To determine the roles of LDHB in pancreatic cancer biology, the effect of LDHB on pancreatic cancer growth and metastasis was assessed. We measured cells proliferation in different LDHB expression groups under hypoxia and found that suppressed expression of LDHB promoted cells proliferation under hypoxia. Furthermore, we found that ectopic expression of LDHB decreased migration and invasion of AsPC-1 cells, whereas knockdown of LDHB promoted the migration and invasion of FG cells. It has been reported that suppressed expression of LDHB increased invasion of hepatoma cells via inducing claudin-1 expression, but claudin-1 inhibited pancreatic cancer metastasis [15]. However, suppressed expression of LDHB might promote pancreatic cancer cell migration and invasion by enhancing glycolytic phenotype which was closely correlated with increased metastasis in cancers [18, 30].

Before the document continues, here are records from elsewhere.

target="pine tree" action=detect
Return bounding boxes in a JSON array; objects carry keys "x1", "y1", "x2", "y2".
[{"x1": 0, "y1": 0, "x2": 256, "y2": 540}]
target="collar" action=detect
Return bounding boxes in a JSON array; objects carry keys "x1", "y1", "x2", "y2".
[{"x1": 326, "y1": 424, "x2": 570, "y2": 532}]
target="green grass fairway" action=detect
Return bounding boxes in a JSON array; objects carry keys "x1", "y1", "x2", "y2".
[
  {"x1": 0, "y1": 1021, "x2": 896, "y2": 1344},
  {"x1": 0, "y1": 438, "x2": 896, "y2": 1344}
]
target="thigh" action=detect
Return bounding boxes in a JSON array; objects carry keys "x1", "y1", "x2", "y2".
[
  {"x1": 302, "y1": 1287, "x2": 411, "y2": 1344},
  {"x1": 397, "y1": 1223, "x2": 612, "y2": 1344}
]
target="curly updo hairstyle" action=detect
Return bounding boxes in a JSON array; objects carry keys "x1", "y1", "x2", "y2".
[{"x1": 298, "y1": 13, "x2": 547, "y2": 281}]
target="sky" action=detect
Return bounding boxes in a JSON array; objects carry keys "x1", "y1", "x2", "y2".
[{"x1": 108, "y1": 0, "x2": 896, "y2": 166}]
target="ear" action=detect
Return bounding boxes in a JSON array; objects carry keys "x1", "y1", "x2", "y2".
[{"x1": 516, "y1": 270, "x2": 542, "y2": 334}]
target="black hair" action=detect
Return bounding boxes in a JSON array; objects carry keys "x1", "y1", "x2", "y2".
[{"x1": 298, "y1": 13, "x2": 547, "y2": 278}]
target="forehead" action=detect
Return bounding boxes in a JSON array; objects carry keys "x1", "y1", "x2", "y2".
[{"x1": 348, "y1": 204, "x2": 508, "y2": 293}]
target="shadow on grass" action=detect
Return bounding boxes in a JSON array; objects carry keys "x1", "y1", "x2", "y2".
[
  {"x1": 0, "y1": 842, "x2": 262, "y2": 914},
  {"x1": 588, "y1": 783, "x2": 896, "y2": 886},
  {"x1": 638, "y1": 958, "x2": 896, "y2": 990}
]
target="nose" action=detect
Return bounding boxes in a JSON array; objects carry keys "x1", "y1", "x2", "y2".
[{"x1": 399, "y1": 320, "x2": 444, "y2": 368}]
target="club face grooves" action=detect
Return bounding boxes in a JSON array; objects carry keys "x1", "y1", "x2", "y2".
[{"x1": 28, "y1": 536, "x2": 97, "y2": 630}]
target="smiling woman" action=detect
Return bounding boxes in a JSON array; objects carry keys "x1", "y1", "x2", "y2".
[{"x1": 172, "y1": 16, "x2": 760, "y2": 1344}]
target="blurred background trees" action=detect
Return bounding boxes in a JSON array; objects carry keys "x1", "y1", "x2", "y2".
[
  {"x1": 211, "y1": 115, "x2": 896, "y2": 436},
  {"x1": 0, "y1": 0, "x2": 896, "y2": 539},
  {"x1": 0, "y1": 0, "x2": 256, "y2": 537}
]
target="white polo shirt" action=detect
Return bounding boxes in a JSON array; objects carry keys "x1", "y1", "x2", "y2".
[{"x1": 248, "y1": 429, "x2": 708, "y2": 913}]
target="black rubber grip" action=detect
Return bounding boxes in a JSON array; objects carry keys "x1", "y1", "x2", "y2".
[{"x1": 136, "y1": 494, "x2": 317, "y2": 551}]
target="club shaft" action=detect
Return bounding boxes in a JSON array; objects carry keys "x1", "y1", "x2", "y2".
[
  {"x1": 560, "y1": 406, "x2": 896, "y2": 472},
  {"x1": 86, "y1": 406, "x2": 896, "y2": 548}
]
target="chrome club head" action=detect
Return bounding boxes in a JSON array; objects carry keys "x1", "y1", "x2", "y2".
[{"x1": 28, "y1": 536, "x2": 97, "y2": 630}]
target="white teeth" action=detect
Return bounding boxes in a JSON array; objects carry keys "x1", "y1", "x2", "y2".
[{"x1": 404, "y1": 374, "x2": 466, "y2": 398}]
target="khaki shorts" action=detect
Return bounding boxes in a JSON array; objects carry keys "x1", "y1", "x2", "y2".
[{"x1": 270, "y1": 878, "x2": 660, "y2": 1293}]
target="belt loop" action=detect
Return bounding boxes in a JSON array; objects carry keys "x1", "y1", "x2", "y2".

In summary, this study for the first time identified the suppressor role of LDHB in pancreatic cancer development and progression by inhibiting glycolysis. Four lines of both experimental and clinical evidence were provided. Firstly, we found that the expression of LDHB was suppressed and even lost in pancreatic cancer tissues and was negatively correlated with disease pT classification and TNM stages. Secondly, decreased expression of LDHB in pancreatic cancer was due to promoter hypermethylation. Thirdly, restored expression of LDHB reduced LDH activity and lactate production but elevated intracellular ATP concentration. Fourthly, restored expression of LDHB repressed pancreatic cancer cell proliferation, invasion, and migration. Collectively, these findings not only further demonstrated the molecular mechanism underlying pancreatic cancer development and progression, but also indicated that combination of LDHA inhibitors and demethylating agents might be a promising new therapeutic strategy for pancreatic cancer, which requires further studies.